Can I be illegally made redundant?
Employees have been made redundant illegally by employers and have taken them to court. There are two types of illegal redundancy: unfair dismissal and wrongful dismissal.
What is unfair dismissal?
Unfair dismissal is a statutory right available to employees who believe they have been dismissed unfairly or unreasonably by their employer.
Employees must have completed two years’ service before they are can bring an unfair dismissal claim.
There are, however, some dismissals which are deemed to be “automatically unfair”. These cases have no qualifying service period.
What is wrongful dismissal?
Wrongful dismissal claims are where an employer has breached the contract of employment. A typical breach is when an employee has been released and has not received notice from their employer within the minimum notice period.

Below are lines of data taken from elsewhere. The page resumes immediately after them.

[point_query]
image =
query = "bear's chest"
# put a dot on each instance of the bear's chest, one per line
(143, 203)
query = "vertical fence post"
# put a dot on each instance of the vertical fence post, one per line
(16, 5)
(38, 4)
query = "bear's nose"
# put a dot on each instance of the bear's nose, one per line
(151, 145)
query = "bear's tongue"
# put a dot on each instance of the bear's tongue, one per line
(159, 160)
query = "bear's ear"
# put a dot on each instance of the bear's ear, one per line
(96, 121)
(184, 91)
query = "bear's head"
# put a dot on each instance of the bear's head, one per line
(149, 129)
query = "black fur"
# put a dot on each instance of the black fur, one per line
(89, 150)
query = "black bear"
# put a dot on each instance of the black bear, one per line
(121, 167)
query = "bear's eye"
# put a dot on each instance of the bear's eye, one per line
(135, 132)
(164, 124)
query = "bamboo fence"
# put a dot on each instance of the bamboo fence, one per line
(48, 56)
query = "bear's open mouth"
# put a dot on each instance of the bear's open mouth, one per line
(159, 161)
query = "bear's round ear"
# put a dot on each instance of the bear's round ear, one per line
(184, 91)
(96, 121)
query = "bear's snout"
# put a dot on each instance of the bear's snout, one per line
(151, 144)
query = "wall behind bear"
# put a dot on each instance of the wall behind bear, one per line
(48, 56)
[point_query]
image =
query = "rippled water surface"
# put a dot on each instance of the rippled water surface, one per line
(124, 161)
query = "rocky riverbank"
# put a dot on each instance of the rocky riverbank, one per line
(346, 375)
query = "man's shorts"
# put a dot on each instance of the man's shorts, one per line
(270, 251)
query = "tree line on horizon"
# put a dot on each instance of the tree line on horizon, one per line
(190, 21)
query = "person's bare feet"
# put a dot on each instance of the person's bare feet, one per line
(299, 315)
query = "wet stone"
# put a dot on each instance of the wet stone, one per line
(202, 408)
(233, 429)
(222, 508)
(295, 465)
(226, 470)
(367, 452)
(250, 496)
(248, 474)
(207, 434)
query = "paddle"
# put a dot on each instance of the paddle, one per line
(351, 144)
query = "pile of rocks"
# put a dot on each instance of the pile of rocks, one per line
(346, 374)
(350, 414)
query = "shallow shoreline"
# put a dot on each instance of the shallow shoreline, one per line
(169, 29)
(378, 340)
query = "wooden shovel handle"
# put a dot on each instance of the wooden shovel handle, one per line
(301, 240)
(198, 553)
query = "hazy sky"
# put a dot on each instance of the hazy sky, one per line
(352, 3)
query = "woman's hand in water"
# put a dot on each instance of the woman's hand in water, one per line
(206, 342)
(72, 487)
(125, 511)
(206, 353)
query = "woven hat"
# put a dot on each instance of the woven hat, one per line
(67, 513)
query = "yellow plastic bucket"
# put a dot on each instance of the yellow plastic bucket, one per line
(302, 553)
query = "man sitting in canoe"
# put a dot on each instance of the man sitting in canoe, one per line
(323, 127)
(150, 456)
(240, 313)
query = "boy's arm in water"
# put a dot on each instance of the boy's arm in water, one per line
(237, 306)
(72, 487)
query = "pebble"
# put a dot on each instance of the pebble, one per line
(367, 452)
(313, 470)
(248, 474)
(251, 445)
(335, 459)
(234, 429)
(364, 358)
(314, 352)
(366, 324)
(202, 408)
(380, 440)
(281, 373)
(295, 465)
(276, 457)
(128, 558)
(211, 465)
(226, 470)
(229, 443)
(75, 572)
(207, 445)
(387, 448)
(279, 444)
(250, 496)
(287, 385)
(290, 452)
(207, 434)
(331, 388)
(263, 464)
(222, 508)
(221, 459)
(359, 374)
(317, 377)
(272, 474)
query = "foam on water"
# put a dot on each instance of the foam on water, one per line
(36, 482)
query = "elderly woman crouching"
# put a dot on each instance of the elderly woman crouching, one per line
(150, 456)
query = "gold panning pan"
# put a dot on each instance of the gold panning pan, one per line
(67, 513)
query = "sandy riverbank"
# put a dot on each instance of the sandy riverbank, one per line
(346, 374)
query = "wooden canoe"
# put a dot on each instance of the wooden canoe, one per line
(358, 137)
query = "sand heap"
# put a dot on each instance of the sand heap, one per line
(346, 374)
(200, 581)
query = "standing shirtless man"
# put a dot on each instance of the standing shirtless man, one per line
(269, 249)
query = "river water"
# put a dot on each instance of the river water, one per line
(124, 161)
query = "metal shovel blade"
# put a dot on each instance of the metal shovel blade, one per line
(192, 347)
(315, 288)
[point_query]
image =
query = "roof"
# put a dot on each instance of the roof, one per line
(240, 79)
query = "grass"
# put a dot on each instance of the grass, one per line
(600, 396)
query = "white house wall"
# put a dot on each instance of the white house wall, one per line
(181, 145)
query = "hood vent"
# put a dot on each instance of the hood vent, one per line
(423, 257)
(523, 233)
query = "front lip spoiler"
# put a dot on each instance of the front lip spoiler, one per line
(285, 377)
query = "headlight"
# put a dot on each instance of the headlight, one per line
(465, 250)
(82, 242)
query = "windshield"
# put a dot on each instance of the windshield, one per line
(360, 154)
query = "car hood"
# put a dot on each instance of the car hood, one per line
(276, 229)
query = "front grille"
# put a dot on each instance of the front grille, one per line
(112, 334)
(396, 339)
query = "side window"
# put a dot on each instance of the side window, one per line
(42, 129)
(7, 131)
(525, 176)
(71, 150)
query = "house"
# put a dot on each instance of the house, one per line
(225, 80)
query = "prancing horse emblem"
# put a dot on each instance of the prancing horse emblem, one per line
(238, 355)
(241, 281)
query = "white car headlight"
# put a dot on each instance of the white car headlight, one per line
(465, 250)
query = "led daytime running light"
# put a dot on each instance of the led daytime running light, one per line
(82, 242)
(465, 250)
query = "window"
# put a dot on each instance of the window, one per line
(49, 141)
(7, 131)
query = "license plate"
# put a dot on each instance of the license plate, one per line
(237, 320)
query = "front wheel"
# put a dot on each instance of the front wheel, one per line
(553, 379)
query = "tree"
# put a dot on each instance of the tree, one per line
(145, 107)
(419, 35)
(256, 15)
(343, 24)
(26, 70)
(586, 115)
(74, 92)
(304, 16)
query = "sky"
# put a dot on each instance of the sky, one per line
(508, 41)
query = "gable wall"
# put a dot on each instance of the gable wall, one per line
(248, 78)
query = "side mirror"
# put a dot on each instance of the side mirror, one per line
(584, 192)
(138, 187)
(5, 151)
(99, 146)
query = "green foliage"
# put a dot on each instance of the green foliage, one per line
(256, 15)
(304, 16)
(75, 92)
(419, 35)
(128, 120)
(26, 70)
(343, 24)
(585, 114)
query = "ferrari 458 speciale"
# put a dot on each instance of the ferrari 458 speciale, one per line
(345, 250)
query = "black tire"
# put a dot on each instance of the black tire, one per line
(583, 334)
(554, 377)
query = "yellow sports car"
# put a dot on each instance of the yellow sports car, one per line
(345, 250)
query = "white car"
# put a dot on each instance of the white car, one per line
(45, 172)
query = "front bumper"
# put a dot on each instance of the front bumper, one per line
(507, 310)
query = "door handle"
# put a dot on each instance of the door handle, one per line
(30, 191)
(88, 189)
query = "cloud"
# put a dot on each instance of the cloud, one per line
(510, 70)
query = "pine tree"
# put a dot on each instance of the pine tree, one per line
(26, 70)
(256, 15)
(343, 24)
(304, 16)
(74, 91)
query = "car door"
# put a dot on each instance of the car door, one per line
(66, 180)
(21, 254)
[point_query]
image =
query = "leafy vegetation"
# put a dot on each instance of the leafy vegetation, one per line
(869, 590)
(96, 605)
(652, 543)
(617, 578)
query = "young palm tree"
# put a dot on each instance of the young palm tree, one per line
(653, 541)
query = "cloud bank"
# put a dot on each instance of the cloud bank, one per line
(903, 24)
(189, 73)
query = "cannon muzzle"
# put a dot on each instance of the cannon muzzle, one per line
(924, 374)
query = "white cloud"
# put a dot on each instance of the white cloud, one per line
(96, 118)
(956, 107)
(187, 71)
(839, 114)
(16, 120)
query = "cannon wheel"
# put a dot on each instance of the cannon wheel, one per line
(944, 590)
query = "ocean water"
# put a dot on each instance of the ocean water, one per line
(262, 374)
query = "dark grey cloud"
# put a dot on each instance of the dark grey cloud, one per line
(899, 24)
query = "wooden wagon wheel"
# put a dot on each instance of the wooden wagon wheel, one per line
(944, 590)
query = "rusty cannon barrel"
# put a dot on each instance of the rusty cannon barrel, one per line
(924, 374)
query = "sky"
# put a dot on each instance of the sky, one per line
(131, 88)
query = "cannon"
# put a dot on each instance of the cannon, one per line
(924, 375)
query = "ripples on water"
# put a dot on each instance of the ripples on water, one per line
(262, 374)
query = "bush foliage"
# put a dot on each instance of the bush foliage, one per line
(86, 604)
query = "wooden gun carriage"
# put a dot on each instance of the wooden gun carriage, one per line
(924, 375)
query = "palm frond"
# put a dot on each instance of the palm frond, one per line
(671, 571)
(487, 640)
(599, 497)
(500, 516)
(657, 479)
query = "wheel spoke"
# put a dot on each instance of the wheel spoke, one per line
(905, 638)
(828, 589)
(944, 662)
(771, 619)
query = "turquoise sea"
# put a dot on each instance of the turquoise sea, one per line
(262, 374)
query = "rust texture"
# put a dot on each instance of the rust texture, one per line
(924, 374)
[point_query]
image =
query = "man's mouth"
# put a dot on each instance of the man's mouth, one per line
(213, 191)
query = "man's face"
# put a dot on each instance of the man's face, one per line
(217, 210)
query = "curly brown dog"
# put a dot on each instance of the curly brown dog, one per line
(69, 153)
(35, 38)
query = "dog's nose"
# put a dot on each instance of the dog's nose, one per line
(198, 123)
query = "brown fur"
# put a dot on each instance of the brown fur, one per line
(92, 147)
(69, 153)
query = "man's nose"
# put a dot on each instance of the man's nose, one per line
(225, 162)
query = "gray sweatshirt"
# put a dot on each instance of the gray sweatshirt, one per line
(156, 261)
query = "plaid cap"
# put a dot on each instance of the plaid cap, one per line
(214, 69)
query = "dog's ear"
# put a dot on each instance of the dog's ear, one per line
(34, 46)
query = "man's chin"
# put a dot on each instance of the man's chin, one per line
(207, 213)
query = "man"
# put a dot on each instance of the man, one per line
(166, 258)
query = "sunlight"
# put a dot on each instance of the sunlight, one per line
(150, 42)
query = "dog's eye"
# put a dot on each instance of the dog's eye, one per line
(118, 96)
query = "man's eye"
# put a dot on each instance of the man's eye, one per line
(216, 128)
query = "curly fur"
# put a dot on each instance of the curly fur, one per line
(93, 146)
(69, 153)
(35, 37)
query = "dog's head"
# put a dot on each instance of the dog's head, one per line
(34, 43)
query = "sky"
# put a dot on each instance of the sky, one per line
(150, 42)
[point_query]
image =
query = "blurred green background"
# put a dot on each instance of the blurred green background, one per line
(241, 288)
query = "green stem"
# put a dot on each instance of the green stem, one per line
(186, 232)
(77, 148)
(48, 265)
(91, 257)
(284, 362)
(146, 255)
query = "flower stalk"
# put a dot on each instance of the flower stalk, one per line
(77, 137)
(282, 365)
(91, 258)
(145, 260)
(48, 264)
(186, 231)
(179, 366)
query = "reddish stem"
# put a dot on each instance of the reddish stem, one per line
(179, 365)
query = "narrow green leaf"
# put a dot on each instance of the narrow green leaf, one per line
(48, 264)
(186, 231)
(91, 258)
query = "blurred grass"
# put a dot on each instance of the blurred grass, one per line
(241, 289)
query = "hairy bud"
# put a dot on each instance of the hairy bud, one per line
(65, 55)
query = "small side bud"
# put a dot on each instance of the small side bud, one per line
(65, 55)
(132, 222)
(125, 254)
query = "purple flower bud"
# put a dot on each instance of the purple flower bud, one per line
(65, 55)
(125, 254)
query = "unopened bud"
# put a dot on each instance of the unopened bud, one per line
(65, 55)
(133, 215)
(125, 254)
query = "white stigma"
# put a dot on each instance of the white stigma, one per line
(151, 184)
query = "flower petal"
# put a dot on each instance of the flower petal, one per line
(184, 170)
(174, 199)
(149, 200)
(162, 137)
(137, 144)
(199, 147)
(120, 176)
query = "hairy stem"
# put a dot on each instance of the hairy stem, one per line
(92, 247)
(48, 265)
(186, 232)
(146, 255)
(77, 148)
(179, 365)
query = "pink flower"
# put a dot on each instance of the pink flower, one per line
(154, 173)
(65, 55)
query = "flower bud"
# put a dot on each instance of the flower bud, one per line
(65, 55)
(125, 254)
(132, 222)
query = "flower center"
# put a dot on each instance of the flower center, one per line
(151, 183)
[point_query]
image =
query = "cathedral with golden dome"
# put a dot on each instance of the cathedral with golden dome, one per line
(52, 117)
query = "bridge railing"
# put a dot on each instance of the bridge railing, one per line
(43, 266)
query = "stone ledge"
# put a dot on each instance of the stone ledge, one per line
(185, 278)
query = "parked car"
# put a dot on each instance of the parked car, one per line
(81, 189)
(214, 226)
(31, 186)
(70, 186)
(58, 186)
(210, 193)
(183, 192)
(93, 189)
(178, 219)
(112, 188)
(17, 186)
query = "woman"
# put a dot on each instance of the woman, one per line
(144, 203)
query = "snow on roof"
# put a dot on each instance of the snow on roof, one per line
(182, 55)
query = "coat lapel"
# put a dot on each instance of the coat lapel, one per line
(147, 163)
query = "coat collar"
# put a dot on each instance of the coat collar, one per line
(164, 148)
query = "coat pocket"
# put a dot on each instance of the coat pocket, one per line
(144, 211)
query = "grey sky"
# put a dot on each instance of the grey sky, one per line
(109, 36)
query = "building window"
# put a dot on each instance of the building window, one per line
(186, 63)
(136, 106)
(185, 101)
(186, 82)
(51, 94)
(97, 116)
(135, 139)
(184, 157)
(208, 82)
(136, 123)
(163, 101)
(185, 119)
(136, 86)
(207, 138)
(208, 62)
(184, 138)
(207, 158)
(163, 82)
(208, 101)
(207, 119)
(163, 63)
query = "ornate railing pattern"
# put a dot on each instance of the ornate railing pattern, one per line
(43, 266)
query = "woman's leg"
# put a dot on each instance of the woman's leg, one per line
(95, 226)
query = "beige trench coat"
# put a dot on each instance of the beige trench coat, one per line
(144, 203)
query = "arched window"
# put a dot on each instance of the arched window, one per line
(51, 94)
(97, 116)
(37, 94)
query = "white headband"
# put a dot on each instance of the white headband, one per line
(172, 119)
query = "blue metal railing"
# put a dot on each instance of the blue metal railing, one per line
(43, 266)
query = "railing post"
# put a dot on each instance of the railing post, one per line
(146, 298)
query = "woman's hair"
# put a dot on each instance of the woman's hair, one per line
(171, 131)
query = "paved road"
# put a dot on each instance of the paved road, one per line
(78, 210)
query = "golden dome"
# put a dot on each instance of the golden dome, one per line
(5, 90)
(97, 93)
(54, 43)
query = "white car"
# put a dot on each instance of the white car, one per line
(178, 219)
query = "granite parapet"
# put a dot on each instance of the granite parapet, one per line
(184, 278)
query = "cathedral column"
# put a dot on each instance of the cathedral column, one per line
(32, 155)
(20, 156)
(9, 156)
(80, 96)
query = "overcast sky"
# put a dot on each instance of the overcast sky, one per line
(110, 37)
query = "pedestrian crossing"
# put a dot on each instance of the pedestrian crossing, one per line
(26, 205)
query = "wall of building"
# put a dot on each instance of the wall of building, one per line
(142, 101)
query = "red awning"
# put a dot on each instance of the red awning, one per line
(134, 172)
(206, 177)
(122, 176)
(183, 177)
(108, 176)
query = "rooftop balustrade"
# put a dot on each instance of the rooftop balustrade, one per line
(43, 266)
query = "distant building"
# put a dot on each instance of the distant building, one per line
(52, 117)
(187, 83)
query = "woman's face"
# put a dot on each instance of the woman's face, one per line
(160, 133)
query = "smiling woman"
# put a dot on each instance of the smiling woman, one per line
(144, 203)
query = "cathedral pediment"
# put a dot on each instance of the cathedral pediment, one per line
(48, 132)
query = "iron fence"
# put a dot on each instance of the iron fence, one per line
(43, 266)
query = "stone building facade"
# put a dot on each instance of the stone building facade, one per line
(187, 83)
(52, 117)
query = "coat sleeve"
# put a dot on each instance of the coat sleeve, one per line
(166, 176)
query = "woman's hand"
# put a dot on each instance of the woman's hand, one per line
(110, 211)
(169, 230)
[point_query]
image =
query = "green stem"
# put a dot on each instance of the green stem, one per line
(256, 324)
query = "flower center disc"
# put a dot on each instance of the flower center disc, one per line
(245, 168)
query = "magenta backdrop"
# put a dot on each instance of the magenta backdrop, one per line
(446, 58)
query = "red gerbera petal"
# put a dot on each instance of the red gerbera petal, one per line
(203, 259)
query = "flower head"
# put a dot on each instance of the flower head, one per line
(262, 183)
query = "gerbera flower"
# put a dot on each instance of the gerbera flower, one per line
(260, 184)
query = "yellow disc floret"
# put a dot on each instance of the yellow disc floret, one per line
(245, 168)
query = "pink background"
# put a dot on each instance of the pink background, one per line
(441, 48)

We have created a page to help people understand what unfair dismissal and
wrongful dismissal are. Feel free to read it over to get more information.
What are the most common questions about redundancy?
What are the maximum years for redundancy?
You cannot claim more than 20 years’ worth of redundancy pay.
Do I get my holiday pay if I am made redundant?
You can receive holiday pay from when you were supposed to go on holiday.
However, if you book over the total amount that you are entitled to, the employer can remove the equivalent payments from the total redundancy pay.
What happens to your pension when you are made redundant?
If you have been made redundant, then you will no longer be paying money into your pension. There are a few options that you could explore below:
- If you are old enough, you can take an early retirement.
- You could transfer all your pension payments to your pension plan
- Leave the pension in the scheme and if you retire you will receive the pension left in that scheme
- Move your pension into a new scheme with a new employer
Redundancy is never an easy or pleasant process. Please try to remember that it is normally the job that is redundant not the person and when it comes to finding new employment most prospective employers understand that redundancy, as a reason for dismissal, is not unusual and do not see it as a negative.